An unpiloted Russian Progress cargo spacecraft undocked from the International Space Station Monday, completing its second and final undocking from the station since arriving in late November 2013.
The ISS Progress 53 resupply craft undocked from the aft port of the Zvezda service module at 9:29 a.m. EDT as the station orbited over Mongolia.
From a window in the Russian segment of the station, Expedition 40 Flight Engineer Alexander Skvortsov photographed the departing Progress cargo ship as it began a 15-second separation burn to move a safe distance away from the orbiting complex.
A 3-minute, 16-second deorbit burn beginning at 12:34 p.m. will slow the Progress for its destructive re-entry in the Earth’s atmosphere over the Pacific Ocean less than an hour later. Progress resupply ships are not designed to be recovered, so, like its predecessors, Progress 53 was refilled with trash and station discards after its original cargo was unloaded by the station crew.
Progress 53 delivered 2.9 tons of food, fuel and supplies when it first arrived at the station on Nov. 29, following a flight that included a “fly-by” of the station two days earlier to test revamped Kurs automated rendezvous system hardware. Because of a technical glitch unrelated to the new Kurs system, the Nov. 29 approach and docking of the Progress was controlled manually by the station’s crew using TORU, the Telerobotically Operated Rendezvous Unit.

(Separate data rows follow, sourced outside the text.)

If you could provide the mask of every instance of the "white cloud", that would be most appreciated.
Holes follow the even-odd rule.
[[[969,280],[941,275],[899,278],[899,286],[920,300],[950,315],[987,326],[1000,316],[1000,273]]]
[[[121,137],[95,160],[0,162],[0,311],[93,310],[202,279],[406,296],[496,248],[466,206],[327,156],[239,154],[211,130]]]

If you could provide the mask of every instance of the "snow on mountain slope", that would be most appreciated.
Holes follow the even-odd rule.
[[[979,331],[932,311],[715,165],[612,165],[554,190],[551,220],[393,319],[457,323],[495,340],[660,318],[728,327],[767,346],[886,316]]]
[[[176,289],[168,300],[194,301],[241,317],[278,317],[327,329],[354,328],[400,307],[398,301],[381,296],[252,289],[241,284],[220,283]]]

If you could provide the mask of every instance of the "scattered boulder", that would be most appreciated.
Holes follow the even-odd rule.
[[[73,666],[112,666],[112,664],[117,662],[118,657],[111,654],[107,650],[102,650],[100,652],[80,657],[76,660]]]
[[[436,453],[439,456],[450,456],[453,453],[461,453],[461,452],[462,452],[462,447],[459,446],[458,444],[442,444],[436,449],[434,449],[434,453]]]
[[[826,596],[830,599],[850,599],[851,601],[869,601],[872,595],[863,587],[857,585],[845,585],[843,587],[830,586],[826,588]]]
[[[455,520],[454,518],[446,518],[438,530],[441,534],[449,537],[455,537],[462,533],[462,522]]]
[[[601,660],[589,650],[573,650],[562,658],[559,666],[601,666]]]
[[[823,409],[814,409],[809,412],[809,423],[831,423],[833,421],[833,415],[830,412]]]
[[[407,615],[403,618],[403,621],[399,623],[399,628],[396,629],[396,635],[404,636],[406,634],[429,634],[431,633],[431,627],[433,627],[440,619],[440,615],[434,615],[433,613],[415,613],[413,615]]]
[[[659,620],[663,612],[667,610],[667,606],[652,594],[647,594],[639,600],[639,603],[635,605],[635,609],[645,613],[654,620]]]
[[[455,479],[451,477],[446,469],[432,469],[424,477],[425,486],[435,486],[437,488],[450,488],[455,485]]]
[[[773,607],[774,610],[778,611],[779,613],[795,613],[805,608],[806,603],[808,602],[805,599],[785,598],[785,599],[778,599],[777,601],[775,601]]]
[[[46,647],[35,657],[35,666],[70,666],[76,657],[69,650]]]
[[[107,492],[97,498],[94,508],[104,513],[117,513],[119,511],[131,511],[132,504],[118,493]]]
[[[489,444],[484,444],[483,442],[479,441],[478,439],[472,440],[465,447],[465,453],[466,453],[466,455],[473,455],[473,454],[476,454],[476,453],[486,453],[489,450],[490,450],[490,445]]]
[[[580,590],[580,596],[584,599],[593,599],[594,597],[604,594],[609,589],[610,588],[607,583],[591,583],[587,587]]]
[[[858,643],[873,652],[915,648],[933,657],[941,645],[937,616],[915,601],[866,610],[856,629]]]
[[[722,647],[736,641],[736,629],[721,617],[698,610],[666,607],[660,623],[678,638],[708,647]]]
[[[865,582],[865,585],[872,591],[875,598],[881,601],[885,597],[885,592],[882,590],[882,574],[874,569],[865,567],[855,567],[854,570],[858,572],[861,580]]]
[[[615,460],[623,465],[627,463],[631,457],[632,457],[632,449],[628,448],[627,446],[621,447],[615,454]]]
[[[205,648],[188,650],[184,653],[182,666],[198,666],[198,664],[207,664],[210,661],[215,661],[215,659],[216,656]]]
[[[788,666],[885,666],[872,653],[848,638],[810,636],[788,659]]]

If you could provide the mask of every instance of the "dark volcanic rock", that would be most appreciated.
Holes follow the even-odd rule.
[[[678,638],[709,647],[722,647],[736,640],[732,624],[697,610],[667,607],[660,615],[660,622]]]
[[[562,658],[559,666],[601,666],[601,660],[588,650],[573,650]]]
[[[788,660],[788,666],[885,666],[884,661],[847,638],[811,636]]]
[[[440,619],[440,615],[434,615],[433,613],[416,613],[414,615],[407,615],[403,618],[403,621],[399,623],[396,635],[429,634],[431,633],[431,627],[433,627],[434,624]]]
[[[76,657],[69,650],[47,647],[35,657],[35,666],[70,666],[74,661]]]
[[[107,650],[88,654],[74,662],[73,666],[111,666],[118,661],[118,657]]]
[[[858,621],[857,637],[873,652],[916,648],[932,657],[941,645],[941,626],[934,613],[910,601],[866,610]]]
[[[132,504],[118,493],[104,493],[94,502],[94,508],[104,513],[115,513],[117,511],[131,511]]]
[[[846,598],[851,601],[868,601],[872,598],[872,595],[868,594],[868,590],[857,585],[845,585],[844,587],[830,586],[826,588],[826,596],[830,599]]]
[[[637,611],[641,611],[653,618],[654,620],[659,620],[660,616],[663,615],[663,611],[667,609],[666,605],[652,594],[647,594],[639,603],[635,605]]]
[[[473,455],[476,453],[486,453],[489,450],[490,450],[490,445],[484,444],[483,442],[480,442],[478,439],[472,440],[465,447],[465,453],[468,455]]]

To complete the testing of the Kurs-NA rendezvous hardware and its associated software, Progress 53 undocked from Zvezda on April 23 and successfully performed an automated docking to that port two days later. The enhanced Kurs system will be incorporated into future Progress vehicles to reduce weight by eliminating several navigational antennas, thus enabling the Progress to carry additional supplies to the station.
The final departure of Progress 53 clears the Zvezda docking port for the arrival in August of the European Space Agency’s fifth Automated Transfer Vehicle, ATV-5. Named for the Belgian physicist and astronomer Georges Lemaitre, the ATV-5 is scheduled for launch from Kourou, French Guiana, on an Ariane 5 rocket in late July.